The BERT-like encoder model makes full use of transfer learning, with self-supervised learning from a large corpus of text in a pre-training phase, the goal of which is to learn general information in a statistical sense of the language. In the fine-tuning phase, the final network is used to solve a specific task with some small amount of supervised training data.
The BERT model was mainly predicting missing words in the Internet corpus during the pre-training phase. This way the syntactic rules are learned. For example, adjectives are often followed by nouns. Nevertheless, this similar understanding is also very limited.
The fine-tuning phase of BERT requires additional layers on top of the transformer network to turn out vectors to the desired result. For example: text classification - sentiment analysis, word classification - person and place recognition, text span prediction - finding questions and answers.
GPT3 decoder model
The goal of the decoder model is to produce the next token in a sequence. GPT3 is strictly an autoregressive language model. Using the self-attentive mechanism of the transformation layer, when addressing a single token, its subsequent contents that have not yet appeared are ignored by softmax. This is called masked self-attention. What is special about the decoder model is that in the transformation layer, because of the masked self-attention mechanism, they only focus on the current and previous tokens.
GPT3 has parameters up to 175 B. It produces predictions that are plausible, but not complete correctness.
One surprising thing about a model of this size is that it can do many things without fine-tuning. It is thought that GPT3 is already a few-data learner and that it can learn things with a small number of examples, but it is not actually sure where it learned them from and the performance is inconsistent.
Machine translation - encoder-decoder model
The transformer layer in the original decoder needs to be modified to no longer use the masked self-attentive mechanism, requiring simultaneous attention to both component contexts during machine translation, also known as the encoder-decoder attention or cross-attentive mechanism.
Long text transformer
Whether encoding or decoding, there is an interaction between each token and all other tokens, and so there is a quadratic growth in computation as the length of the text increases. There are ways to reduce token interactions using convolutional structures.
Transformer of images
Transformers was originally designed for text, and after good results were achieved some people started to use it on images. ImageGPT is a decoder model that goes through part of the image to predict the rest. The complexity of its converter network dictates that its 6.8B parameters can only handle 64x64 images.
Visual Transformation (ViT)
ViT solves the image resolution problem. It is an encoder model. However, its performance does not exceed the best CNNs. To compete with CNNs, much more training data will be required.
The main difference between the encoder and decoder models
The encoder is a plain/full self-attention mechanism, while the decoder model uses masked self-attention.
Graph neural network matrices A, X and E
A: adjacency matrix. NxN, any two nodes connected just corresponding positions in the matrix are set to 1. X: matrix for node embeddings, with N nodes, each with D attributes, or DxN. E: matrix for edge embeddings, with E edges and D attributes per node, or DxE.

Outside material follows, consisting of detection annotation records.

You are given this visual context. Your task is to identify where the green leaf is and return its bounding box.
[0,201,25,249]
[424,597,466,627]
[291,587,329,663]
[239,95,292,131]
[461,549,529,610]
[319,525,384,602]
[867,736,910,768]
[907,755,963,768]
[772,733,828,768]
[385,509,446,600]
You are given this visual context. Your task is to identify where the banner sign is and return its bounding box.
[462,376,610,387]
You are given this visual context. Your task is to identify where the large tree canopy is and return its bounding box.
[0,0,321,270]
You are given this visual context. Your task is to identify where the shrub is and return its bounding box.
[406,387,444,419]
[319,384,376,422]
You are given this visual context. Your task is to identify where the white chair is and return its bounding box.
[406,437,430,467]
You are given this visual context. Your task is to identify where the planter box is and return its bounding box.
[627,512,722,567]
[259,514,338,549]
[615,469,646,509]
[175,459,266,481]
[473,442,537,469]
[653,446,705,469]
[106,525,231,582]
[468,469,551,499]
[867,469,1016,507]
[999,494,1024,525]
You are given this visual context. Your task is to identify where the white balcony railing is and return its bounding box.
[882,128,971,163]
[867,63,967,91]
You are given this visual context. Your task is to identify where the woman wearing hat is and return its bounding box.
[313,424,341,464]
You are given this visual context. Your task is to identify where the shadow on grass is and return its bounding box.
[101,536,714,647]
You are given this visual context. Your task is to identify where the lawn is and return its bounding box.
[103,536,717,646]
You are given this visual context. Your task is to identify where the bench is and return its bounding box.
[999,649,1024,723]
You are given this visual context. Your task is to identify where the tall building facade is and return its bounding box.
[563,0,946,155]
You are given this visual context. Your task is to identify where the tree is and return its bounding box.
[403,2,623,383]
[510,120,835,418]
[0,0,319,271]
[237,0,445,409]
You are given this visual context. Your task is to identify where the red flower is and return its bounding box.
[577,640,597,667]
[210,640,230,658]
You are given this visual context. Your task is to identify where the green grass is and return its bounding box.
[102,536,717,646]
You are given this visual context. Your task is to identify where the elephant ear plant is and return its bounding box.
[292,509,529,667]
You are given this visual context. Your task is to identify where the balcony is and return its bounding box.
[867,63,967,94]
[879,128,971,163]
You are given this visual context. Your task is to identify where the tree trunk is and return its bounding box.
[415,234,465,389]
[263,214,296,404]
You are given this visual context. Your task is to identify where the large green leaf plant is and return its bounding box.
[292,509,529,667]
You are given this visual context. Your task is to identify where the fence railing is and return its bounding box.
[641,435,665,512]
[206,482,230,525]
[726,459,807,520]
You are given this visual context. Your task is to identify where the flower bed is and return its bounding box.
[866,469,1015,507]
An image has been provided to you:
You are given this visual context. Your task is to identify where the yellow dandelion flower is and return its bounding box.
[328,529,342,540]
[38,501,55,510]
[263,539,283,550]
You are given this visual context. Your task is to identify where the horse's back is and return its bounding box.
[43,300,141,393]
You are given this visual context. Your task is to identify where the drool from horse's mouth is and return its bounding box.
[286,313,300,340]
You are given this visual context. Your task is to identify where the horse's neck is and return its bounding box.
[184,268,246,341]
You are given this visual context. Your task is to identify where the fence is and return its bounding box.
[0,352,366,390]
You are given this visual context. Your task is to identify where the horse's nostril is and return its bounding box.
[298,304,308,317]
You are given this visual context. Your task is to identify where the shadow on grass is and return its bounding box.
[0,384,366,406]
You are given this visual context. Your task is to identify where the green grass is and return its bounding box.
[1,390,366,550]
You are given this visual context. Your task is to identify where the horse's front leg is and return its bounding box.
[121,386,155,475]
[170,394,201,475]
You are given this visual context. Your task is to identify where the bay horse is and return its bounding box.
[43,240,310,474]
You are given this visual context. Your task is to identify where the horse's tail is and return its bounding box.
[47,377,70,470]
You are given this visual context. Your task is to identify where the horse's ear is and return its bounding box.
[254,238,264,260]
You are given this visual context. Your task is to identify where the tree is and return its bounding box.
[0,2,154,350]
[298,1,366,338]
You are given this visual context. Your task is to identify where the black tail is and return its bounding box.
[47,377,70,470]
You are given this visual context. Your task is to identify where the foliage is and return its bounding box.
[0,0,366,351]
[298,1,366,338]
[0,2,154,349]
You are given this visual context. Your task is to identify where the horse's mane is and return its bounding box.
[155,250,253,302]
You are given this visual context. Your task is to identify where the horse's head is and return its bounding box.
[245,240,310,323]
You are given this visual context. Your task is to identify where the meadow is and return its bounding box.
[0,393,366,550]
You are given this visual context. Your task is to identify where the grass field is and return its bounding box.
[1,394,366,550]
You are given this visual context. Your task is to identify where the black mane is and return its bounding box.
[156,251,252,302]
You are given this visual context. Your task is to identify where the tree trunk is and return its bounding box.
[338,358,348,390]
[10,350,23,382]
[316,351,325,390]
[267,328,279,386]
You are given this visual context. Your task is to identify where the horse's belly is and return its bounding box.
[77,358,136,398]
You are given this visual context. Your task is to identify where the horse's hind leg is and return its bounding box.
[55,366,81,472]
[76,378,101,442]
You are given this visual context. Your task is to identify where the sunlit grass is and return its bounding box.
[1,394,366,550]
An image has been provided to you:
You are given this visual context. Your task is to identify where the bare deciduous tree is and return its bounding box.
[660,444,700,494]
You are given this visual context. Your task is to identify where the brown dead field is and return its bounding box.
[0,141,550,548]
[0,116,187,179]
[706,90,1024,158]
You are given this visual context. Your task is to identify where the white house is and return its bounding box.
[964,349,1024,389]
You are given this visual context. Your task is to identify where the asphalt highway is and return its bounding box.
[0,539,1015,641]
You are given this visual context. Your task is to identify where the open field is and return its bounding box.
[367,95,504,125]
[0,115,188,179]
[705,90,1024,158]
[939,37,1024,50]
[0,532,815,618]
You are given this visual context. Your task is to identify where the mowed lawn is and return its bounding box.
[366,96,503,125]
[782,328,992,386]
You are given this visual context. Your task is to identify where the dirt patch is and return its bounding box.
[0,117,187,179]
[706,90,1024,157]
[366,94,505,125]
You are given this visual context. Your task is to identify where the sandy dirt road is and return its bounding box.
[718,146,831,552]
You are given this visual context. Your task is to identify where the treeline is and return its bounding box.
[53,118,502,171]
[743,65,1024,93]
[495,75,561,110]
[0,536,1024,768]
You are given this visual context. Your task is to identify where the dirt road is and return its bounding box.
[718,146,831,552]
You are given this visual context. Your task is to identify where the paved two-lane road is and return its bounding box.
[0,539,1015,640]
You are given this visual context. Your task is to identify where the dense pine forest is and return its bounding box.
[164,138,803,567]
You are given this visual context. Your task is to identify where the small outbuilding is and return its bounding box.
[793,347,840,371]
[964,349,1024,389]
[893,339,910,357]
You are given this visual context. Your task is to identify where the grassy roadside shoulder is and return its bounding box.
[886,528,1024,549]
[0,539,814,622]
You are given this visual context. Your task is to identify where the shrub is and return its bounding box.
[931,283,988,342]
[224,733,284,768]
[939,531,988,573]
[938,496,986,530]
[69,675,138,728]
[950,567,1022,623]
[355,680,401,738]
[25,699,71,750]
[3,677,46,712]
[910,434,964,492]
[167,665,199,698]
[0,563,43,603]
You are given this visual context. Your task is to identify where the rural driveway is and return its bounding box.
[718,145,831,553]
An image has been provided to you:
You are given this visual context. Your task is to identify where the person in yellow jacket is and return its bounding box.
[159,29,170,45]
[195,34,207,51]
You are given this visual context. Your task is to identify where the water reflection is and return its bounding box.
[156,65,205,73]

Three tasks for graph neural networks
Graph level task: for an entire graph, predicting the classification it belongs to, or the values it produces (classification and regression). For example, determining whether a chemical structure is harmful or not. To obtain the loss function, this can be defined as an operation after first averaging the output embeddings by combining them.
Node-level tasks: predicting the classification or value for each node in the graph. For example, predicting whether a point in a 3d point cloud is part of an aircraft. At this point the loss function only looks at a single node and no longer averages.
Edge prediction task: predict whether there is an edge between two nodes. For example, the friends recommendation base on social network. One way to get the loss function is to dot product the two nodes.
Inductive and transductive models
Inductive models of graphical neural networks: a type of semi-supervised learning, e.g. in social networks, inferring possible acquaintances (discovering new nodes and edges) based on friends that already exist.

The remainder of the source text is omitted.